Madonne de cuir noir motorisée, filant sur l'autoroute à contresens.
Déclaration : 2008 ne doit pas être une pâle copie de l'année précédente.
Le nouvel âge est déjà là, il n'y a qu'à trouver l'issue.
Il faut faire quelque chose maintenant.
Nous avons passé assez de temps à nous regarder dans les miroirs.
Assez de temps à dire des choses que nous ne pensions pas vraiment en essayant de faire de jolies phrases. Ça ne m'amuse plus. Ça ne peut plus nous amuser.
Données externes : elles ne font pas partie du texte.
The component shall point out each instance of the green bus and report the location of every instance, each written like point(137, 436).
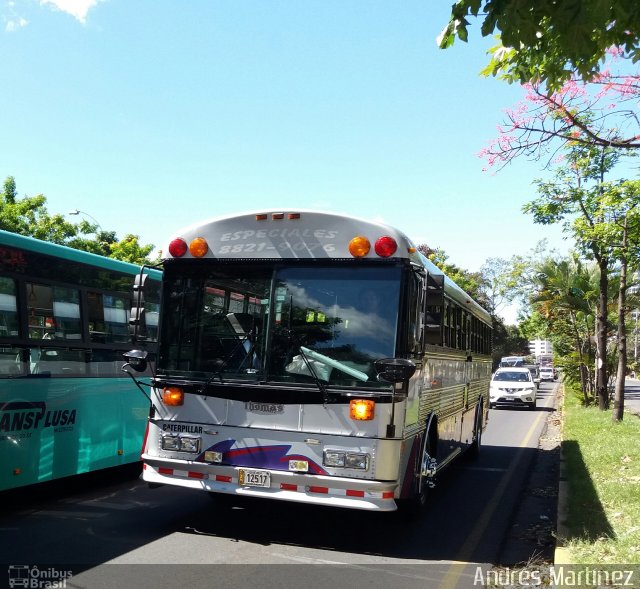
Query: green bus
point(66, 407)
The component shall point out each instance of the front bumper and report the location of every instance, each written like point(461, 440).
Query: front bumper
point(286, 486)
point(512, 397)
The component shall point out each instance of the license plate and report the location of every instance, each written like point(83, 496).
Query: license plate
point(254, 478)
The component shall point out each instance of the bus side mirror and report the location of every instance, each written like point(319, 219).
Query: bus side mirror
point(394, 369)
point(137, 359)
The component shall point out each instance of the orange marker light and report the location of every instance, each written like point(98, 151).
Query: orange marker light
point(362, 409)
point(173, 396)
point(178, 247)
point(359, 246)
point(198, 247)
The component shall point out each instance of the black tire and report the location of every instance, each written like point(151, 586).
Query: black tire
point(415, 505)
point(474, 450)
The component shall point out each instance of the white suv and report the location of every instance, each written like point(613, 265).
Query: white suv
point(513, 386)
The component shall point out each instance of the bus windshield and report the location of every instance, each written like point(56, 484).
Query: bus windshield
point(275, 323)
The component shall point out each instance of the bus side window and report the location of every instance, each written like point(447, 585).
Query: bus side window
point(434, 307)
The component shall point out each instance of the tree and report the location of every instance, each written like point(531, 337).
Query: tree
point(470, 282)
point(29, 216)
point(602, 112)
point(564, 296)
point(547, 41)
point(576, 198)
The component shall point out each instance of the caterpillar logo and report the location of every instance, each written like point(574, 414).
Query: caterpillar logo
point(26, 416)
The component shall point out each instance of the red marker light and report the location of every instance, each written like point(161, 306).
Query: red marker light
point(178, 247)
point(385, 246)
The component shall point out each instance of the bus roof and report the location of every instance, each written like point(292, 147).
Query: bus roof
point(15, 240)
point(305, 234)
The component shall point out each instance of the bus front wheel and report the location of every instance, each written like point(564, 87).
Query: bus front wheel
point(423, 463)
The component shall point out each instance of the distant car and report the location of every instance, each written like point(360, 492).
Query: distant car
point(548, 373)
point(514, 387)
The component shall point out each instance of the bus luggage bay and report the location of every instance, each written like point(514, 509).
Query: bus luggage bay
point(312, 357)
point(65, 406)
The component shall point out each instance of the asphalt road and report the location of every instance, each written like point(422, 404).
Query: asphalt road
point(119, 533)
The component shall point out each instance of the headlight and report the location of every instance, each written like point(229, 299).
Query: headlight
point(356, 461)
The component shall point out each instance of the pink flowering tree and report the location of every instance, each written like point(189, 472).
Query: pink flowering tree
point(603, 112)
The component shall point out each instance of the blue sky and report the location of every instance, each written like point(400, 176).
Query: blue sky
point(150, 115)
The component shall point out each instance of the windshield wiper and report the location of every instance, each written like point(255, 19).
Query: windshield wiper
point(334, 364)
point(321, 386)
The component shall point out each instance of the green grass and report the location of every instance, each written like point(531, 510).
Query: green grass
point(602, 468)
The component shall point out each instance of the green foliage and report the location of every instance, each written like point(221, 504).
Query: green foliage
point(546, 40)
point(29, 216)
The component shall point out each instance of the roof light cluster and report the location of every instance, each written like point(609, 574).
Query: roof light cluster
point(197, 248)
point(359, 247)
point(384, 246)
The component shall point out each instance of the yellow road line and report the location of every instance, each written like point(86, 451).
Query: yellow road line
point(452, 576)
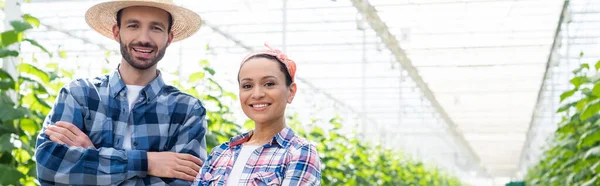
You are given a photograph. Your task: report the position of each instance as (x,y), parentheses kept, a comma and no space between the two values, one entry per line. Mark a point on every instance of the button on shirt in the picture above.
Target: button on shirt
(286,160)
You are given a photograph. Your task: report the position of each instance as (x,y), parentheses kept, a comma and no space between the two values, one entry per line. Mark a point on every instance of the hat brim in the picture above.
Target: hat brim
(102,17)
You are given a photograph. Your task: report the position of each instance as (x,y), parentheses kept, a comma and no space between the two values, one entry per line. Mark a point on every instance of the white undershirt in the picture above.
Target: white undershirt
(133,92)
(240,163)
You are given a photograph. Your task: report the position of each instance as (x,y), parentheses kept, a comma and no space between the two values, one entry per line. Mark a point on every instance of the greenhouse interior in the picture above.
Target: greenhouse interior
(391,92)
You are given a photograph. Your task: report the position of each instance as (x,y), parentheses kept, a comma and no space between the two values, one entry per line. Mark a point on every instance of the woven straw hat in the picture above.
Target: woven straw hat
(102,17)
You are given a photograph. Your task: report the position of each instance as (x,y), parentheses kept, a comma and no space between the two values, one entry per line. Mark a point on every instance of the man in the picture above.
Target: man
(127,128)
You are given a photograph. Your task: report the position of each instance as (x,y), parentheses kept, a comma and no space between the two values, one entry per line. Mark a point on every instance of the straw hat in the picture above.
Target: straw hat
(102,17)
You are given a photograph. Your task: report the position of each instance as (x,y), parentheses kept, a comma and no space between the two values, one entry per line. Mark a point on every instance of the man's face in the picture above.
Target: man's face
(143,36)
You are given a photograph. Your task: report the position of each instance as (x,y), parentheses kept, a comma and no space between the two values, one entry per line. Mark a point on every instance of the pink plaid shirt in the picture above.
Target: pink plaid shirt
(286,160)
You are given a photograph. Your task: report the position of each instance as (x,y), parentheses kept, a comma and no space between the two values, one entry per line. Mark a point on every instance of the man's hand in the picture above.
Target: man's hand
(69,134)
(173,165)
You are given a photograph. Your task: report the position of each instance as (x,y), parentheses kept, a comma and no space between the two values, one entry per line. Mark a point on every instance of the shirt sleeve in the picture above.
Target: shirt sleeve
(191,138)
(304,167)
(61,164)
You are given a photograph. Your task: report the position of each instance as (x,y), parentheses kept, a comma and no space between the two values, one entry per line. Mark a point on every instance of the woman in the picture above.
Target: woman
(271,154)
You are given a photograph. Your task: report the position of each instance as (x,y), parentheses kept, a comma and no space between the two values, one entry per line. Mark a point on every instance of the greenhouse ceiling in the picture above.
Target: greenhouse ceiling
(450,81)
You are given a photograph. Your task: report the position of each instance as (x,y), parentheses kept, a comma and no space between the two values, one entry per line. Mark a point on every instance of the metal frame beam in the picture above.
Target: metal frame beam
(381,29)
(248,48)
(538,105)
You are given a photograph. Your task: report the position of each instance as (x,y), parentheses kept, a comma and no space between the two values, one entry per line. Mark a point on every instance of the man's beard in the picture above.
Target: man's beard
(141,66)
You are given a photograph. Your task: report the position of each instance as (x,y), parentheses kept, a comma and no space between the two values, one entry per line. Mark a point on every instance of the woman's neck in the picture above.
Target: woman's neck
(263,132)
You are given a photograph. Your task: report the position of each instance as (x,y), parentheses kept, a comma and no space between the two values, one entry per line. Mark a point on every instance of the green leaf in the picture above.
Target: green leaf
(5,144)
(230,94)
(567,94)
(10,37)
(21,155)
(62,54)
(9,114)
(10,175)
(590,182)
(33,70)
(196,76)
(8,53)
(590,138)
(579,80)
(35,43)
(590,111)
(581,104)
(593,152)
(28,125)
(210,70)
(6,81)
(596,90)
(31,20)
(20,26)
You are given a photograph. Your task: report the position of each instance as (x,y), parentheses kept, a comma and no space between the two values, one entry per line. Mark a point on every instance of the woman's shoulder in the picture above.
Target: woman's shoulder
(299,144)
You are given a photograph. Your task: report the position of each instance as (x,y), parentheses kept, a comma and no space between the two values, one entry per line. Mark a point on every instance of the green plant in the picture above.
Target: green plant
(24,101)
(349,161)
(573,156)
(345,159)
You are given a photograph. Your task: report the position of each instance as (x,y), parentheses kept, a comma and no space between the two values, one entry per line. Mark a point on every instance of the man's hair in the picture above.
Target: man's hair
(120,13)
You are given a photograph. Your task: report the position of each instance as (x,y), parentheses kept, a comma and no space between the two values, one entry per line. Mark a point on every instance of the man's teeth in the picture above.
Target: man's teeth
(142,51)
(260,105)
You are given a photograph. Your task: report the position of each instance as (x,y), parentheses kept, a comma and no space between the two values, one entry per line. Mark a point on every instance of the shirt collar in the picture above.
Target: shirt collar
(282,138)
(150,91)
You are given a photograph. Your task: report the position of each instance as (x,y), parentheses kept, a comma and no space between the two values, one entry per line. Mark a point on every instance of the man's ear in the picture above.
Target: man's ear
(116,33)
(170,38)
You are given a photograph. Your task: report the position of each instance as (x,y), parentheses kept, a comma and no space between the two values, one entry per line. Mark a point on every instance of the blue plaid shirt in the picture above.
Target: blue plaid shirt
(163,119)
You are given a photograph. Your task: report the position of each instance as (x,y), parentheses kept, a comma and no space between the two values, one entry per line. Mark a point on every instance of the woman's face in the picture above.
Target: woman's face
(263,92)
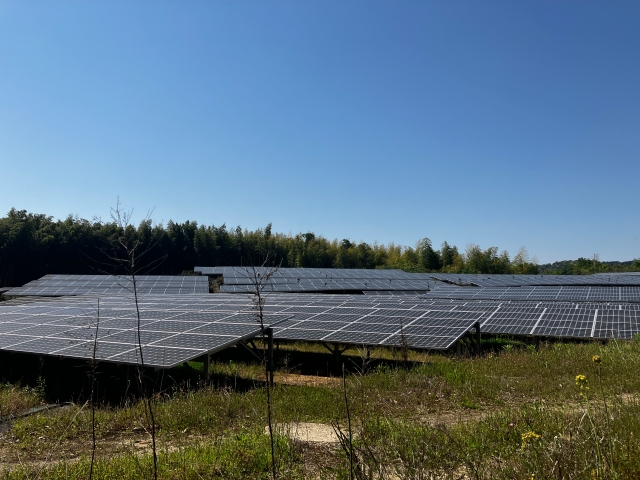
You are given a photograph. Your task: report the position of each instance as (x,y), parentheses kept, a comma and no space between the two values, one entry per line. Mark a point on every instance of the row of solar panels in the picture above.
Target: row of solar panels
(59,285)
(309,273)
(179,328)
(175,329)
(318,285)
(596,294)
(482,280)
(242,275)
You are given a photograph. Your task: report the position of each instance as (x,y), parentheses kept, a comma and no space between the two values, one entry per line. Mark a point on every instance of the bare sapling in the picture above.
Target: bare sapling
(260,277)
(130,257)
(93,393)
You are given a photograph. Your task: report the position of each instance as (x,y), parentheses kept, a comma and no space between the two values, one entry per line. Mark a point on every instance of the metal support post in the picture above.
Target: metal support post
(207,366)
(270,365)
(478,345)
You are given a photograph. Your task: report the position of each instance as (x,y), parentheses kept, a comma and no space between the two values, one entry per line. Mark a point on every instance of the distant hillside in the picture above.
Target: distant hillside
(585,266)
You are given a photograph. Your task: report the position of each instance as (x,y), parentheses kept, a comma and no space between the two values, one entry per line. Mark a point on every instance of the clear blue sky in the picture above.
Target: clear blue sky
(499,123)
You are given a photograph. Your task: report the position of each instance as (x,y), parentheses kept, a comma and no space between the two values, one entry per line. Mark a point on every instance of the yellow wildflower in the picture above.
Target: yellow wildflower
(529,437)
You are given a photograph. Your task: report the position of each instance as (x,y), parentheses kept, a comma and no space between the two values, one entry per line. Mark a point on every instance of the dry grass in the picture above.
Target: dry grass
(432,417)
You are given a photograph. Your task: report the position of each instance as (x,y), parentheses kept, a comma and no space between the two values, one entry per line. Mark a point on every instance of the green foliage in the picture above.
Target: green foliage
(32,245)
(587,266)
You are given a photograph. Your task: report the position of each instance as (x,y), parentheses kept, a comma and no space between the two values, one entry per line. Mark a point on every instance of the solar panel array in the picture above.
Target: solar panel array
(173,329)
(242,279)
(328,279)
(596,294)
(482,280)
(60,285)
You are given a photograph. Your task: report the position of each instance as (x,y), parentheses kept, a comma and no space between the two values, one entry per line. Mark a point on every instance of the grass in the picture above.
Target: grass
(434,415)
(16,398)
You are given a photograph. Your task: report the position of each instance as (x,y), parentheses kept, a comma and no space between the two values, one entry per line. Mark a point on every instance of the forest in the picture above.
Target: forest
(32,245)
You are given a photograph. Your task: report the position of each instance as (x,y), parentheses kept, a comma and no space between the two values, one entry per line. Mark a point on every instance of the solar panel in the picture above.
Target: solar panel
(572,293)
(61,285)
(171,331)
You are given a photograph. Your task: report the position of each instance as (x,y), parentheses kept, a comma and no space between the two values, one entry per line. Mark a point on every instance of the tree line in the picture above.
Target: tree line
(32,245)
(586,266)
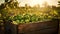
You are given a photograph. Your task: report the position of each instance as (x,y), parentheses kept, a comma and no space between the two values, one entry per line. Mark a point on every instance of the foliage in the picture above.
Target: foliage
(11,11)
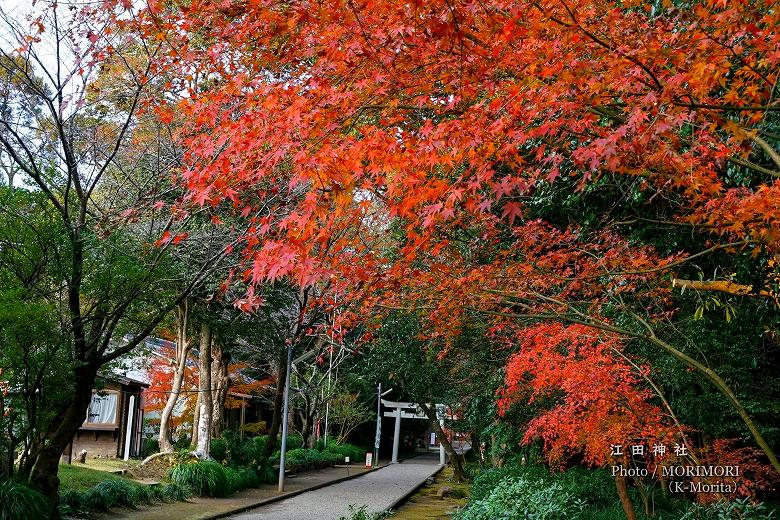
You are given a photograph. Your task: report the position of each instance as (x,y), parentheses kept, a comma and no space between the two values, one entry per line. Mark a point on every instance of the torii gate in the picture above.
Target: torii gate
(404,410)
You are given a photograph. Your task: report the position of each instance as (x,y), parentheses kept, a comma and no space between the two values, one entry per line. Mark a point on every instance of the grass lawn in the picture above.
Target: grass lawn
(81,478)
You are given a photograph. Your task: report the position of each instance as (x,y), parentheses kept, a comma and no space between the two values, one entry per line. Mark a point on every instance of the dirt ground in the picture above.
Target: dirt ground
(426,505)
(198,507)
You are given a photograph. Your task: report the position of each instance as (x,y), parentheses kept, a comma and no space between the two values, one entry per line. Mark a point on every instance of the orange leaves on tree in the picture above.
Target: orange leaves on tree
(597,397)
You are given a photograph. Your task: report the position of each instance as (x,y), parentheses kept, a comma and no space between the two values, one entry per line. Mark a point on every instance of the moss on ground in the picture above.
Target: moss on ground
(426,504)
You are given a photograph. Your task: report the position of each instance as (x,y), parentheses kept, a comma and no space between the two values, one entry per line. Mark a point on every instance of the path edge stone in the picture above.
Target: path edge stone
(289,494)
(414,490)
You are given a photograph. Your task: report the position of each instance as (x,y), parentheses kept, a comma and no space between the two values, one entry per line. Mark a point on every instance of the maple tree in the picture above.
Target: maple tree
(395,152)
(440,116)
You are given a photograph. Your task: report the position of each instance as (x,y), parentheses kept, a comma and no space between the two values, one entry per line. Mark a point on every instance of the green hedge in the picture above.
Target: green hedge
(594,486)
(112,493)
(18,500)
(208,478)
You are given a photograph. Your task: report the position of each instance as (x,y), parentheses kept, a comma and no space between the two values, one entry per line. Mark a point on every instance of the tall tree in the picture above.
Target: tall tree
(86,150)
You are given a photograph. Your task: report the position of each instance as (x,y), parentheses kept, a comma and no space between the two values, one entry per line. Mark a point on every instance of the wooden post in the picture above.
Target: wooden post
(396,435)
(129,430)
(243,418)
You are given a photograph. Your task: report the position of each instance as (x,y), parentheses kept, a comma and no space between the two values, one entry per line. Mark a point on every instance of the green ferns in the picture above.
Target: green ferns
(208,478)
(19,500)
(113,493)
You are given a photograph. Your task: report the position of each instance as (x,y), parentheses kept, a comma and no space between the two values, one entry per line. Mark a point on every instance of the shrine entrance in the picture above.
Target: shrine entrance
(406,410)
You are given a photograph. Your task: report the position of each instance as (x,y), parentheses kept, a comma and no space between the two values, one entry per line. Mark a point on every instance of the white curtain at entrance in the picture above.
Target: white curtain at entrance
(102,409)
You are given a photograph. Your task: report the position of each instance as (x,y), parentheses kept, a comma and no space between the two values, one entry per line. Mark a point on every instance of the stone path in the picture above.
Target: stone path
(378,490)
(201,507)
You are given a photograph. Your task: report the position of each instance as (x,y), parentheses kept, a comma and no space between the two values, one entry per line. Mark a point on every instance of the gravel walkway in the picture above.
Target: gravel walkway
(377,490)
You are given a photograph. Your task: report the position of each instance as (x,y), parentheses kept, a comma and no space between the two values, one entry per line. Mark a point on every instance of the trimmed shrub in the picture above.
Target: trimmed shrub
(151,445)
(219,450)
(486,481)
(18,500)
(111,493)
(174,492)
(524,498)
(355,453)
(205,478)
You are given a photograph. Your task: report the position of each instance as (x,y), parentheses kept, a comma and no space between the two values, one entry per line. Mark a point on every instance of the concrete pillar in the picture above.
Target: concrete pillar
(396,435)
(242,418)
(129,431)
(442,455)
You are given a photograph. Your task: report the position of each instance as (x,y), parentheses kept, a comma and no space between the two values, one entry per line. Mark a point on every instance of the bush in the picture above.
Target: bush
(741,509)
(151,446)
(174,493)
(18,500)
(230,449)
(486,481)
(204,478)
(594,486)
(112,493)
(362,513)
(355,453)
(208,478)
(524,498)
(219,450)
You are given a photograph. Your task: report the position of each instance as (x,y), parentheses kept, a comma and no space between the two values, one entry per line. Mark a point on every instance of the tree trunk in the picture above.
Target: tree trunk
(203,446)
(625,500)
(220,385)
(276,418)
(44,474)
(457,464)
(183,347)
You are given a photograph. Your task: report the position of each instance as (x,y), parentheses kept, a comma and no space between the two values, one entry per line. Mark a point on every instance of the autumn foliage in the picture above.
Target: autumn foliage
(388,151)
(596,396)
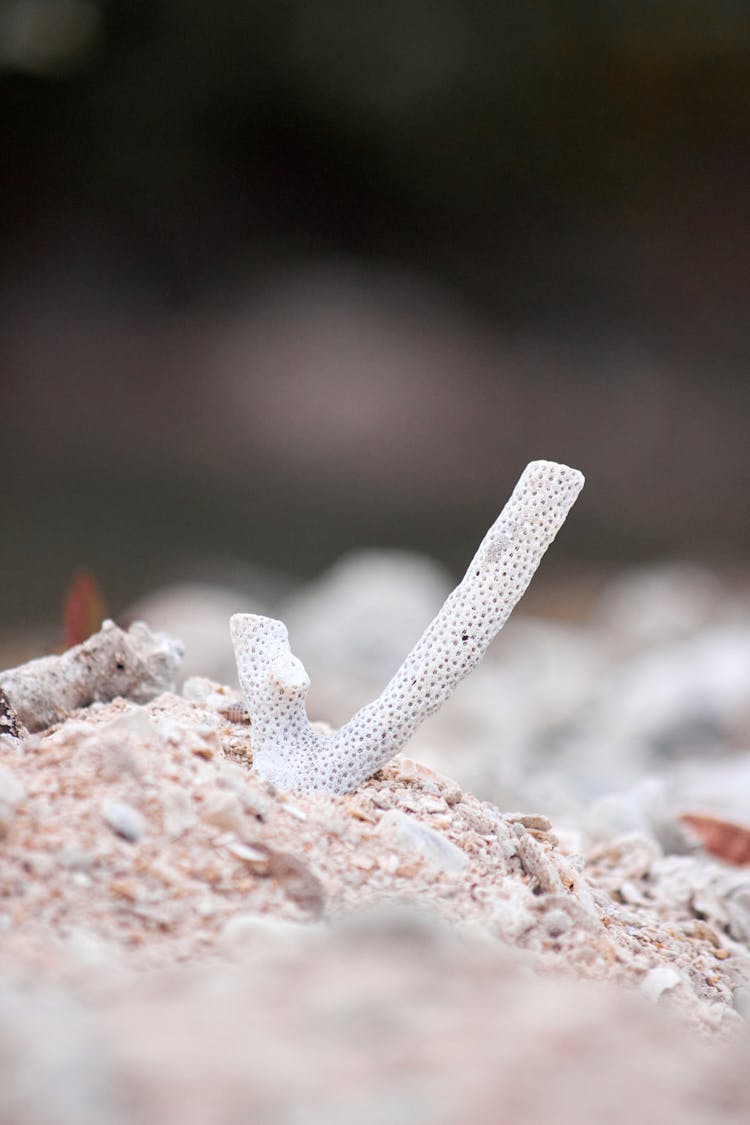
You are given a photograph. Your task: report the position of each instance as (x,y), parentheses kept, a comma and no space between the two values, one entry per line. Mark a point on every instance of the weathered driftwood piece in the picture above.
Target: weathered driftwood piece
(137,665)
(274,683)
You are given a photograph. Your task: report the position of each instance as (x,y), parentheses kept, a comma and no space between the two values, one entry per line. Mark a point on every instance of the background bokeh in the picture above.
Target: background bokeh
(280,280)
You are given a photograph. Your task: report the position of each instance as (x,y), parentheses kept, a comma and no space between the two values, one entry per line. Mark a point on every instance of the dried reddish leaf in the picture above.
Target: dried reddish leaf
(83,609)
(722,838)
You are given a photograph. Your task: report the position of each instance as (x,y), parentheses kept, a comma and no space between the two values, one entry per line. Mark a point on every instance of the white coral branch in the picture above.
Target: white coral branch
(274,683)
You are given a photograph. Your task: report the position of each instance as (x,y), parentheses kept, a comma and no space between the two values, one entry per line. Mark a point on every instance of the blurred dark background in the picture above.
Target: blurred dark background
(280,280)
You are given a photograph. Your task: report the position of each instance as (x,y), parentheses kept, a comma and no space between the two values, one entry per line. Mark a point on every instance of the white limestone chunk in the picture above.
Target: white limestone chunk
(414,836)
(291,755)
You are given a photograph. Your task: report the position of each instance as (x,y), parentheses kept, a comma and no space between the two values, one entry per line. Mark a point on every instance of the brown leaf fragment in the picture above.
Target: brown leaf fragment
(722,838)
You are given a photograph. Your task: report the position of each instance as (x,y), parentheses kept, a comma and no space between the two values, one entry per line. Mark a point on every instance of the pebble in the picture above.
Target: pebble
(222,808)
(123,819)
(416,837)
(659,980)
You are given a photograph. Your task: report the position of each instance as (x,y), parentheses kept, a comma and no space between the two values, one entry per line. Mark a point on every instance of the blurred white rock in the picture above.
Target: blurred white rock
(198,614)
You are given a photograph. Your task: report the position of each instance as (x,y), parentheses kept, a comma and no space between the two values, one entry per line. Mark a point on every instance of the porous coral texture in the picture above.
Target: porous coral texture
(274,683)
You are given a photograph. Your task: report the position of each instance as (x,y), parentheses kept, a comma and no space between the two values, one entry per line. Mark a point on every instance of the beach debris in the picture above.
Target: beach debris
(136,664)
(290,754)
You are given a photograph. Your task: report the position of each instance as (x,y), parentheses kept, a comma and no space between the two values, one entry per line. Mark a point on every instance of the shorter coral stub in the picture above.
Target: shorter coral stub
(274,683)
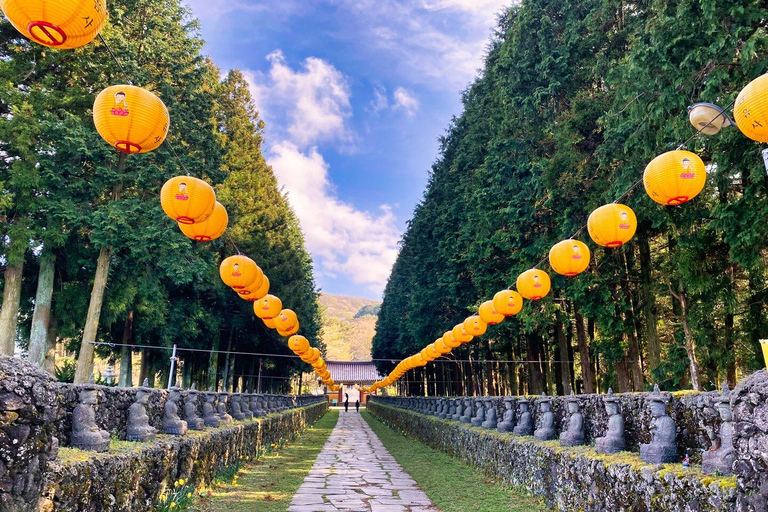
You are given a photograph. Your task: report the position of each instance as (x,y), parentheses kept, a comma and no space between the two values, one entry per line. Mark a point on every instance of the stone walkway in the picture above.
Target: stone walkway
(354,472)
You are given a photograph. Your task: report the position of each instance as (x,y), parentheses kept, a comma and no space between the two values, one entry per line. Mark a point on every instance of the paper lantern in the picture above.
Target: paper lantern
(267,307)
(61,24)
(675,177)
(210,229)
(488,313)
(508,302)
(533,284)
(256,290)
(131,119)
(461,334)
(612,225)
(475,326)
(751,109)
(569,257)
(449,340)
(189,200)
(298,344)
(286,319)
(238,272)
La vie n'est pas ce qu'on nous faisait croire.
Ceux qui nous trouvent ridicules sont si vains.
Ceux qui nous croient puérils sont si vieux.
Nous sommes des boat people et quand la tempête soufflait , nous étions sur les mers.
Alors que peut-il nous arriver ? De quoi devrions-nous avoir peur ?
Il suffit de choisir. Maintenant.
Je me baisse sur le trottoir où brille une étoile argentée, alors je la ramasse et je la jette tout en haut dans le ciel, mais il n'y a plus de bruit.
Je me baisse sur le trottoir où brille une étoile argentée, alors je la ramasse et je la jette tout en haut dans le ciel, mais toujours pas de bruit.

---

La genèse de « Tutti frutti » par David De Coster

Un jour, un journaliste a fait une chronique tiède de notre album « Seconde Peau ». Il y qualifiait notre travail d' électro littéraire. On ne l'a pas pris pour un compliment. On peut faire de l'électro et aimer la littérature, sans pour autant avoir envie de se faire estampiller d'une si bancale appellation. Mais on s'est dit que ce serait plutôt drôle de se laisser prendre au jeu suivant. Pourquoi ne pas être là où on nous attend ? Pourquoi ne pas se mettre à faire ce que d'autres ont décrété qu'on faisait ? On s'est donc attelé à la tâche de la réalisation d'un morceau d'électro littéraire. Au final, il est franchement plus rock&roll qu'électro – et qui s'en plaindra ?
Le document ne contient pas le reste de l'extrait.